景憐側過身子對謝言說:“言哥,要不我們休息一會吧。”

謝言眼睛看着前方,安慰景憐,“沒事,你這個事情比較急,還不知道你父親那邊都需要處理些什麽事情。”然後他轉頭看了景憐一眼,又繼續開口:“如果可以的話,你陪言哥說會話,這樣也沒那麽無聊。”

景憐點頭,“好。”

車內靜默了幾分鐘,景憐的手尴尬地來回拽着衣角。

謝言想起之前在謝景那時,景憐幾乎都不說話,嘴角噙着笑主動開口:“聽我弟弟說你志願填的是春城大學?”

“嗯。”景憐心裏松了口氣。

“我也是那裏畢業的,到時候你有什麽需要幫助的地方就給我打電話,我公司離那很近,過去也方便。”

“謝謝言哥。”

“嗯。”謝言回答。

中間謝言又問了她将來想做什麽工作諸如此類的問題,不知道是不是巧合,所有問題都避開了關于謝景的事情。

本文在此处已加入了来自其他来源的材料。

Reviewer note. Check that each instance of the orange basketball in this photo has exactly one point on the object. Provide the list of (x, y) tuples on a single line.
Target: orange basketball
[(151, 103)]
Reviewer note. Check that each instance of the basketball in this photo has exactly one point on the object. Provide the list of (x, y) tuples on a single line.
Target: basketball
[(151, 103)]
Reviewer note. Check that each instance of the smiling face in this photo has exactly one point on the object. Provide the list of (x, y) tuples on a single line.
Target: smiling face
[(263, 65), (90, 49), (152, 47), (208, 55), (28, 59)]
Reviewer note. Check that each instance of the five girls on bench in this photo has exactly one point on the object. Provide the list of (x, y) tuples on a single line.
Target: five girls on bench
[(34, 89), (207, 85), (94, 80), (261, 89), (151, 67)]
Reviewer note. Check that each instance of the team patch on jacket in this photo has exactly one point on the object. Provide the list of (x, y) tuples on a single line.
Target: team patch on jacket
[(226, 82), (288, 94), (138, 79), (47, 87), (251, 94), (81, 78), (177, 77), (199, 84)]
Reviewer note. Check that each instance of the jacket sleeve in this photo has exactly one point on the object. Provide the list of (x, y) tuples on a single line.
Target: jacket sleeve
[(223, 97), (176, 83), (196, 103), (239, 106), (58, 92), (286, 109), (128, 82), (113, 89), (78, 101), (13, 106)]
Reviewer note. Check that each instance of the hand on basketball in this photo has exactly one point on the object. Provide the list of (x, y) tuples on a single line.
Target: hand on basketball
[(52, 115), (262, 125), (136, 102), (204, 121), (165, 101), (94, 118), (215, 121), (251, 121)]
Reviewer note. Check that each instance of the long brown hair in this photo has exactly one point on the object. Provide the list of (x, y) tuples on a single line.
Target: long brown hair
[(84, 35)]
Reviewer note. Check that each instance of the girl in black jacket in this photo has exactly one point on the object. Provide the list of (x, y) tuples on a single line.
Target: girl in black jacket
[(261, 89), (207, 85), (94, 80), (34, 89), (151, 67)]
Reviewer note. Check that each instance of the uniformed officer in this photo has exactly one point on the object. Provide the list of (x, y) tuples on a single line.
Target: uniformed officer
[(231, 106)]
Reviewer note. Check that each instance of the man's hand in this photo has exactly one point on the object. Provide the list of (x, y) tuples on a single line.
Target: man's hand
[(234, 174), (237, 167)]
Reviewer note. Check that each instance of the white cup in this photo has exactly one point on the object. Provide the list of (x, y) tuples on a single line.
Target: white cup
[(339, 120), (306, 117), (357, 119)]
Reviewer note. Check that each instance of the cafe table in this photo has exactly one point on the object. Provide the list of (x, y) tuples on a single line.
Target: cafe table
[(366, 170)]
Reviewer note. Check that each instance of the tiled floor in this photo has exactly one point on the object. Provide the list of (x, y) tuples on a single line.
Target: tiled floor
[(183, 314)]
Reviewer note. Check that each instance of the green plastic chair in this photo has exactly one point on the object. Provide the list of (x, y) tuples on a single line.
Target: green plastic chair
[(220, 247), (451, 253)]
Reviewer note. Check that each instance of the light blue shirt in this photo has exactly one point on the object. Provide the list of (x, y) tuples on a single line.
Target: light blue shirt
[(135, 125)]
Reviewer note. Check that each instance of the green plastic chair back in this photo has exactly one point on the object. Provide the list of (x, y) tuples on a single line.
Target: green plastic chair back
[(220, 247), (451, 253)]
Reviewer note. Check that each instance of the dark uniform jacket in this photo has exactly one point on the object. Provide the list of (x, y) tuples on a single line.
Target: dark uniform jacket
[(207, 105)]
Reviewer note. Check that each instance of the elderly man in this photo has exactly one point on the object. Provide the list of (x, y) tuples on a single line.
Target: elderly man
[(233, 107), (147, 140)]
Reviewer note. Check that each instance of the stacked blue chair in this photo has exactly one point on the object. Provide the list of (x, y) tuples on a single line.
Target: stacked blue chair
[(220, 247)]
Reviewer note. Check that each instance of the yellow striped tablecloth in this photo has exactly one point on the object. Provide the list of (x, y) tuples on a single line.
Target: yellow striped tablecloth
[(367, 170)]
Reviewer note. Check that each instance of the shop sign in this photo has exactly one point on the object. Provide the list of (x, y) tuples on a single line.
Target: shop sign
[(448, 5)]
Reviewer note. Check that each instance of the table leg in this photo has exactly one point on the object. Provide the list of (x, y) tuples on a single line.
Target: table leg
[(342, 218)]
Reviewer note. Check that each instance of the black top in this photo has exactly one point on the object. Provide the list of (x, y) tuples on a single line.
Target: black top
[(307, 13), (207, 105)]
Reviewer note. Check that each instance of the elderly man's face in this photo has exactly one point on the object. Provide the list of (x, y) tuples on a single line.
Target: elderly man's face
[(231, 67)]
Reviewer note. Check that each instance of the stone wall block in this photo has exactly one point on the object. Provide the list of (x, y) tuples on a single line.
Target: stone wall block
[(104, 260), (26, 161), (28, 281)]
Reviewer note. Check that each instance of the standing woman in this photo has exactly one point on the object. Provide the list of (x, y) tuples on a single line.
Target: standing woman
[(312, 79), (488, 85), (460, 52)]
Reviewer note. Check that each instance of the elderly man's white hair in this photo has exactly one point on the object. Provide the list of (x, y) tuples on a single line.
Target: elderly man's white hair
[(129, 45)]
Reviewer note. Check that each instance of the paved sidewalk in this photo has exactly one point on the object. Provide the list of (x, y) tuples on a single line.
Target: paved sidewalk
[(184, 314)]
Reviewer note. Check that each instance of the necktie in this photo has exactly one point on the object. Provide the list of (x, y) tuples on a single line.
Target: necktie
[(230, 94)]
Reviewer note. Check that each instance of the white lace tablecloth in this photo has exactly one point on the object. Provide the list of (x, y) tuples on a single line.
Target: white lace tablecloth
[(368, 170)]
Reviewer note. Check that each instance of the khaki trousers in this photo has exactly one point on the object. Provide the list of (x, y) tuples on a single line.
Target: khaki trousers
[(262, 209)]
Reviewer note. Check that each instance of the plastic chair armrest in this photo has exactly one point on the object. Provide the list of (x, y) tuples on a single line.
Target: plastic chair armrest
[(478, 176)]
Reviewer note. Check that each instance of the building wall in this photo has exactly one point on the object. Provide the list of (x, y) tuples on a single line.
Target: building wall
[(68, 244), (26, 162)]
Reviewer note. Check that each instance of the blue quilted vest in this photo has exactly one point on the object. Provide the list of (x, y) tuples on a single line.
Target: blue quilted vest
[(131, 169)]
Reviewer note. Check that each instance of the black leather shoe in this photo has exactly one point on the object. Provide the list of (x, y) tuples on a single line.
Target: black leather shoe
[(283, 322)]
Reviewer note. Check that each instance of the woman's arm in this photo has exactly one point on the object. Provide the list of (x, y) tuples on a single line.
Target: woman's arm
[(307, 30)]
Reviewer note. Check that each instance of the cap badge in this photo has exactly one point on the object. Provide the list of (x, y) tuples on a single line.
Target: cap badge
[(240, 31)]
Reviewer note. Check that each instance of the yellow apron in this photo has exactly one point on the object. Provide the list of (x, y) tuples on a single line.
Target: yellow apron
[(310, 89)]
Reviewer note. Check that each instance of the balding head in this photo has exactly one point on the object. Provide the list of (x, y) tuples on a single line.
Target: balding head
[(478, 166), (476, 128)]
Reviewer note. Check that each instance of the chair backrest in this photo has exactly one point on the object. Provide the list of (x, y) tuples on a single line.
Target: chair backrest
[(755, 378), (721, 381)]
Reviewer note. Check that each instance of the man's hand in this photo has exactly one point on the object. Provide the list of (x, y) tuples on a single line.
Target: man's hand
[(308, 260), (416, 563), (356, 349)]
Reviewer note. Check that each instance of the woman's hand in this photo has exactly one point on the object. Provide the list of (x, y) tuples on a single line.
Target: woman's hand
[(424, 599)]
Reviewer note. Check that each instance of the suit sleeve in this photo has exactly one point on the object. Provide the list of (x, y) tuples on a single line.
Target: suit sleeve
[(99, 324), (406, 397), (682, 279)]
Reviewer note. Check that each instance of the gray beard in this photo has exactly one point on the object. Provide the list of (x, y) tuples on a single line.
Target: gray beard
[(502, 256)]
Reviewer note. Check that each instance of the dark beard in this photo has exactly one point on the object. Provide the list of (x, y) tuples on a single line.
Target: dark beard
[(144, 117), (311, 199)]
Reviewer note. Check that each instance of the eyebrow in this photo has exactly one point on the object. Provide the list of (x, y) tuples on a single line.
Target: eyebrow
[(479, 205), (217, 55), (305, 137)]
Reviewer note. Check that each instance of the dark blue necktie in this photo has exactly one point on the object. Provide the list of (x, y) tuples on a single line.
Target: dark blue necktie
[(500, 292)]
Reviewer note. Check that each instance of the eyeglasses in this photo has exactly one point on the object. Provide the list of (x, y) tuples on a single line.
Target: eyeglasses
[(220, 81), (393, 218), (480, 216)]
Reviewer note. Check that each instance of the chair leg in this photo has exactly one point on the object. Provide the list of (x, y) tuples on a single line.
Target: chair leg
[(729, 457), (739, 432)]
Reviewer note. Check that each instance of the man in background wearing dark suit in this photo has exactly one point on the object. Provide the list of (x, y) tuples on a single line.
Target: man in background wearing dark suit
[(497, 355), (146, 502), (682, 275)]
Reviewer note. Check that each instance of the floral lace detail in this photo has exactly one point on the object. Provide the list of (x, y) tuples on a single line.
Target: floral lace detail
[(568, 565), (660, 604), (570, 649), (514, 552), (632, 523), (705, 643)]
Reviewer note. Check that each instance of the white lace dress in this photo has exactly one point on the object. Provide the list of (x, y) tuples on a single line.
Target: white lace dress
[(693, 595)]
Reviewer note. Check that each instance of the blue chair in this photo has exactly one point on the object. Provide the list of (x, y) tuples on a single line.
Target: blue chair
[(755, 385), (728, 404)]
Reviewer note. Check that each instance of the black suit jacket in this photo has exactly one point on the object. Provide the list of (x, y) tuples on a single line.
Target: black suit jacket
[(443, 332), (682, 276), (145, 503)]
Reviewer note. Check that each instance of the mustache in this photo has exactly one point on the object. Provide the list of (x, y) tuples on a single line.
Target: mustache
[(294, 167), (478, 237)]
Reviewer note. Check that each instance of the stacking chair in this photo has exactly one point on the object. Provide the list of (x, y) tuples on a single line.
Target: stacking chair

清晨的第一縷陽光從外面投射進車內,景憐擡手半遮住眼睛,從指縫中向外窺視。

車子已經行駛了半天一夜,還有兩個小時就到達目的地了。

中間謝言的微信提示音響過幾聲,他只是瞄了一眼,打算到地方再看。

距離目的地越近,景憐的心裏越是忐忑。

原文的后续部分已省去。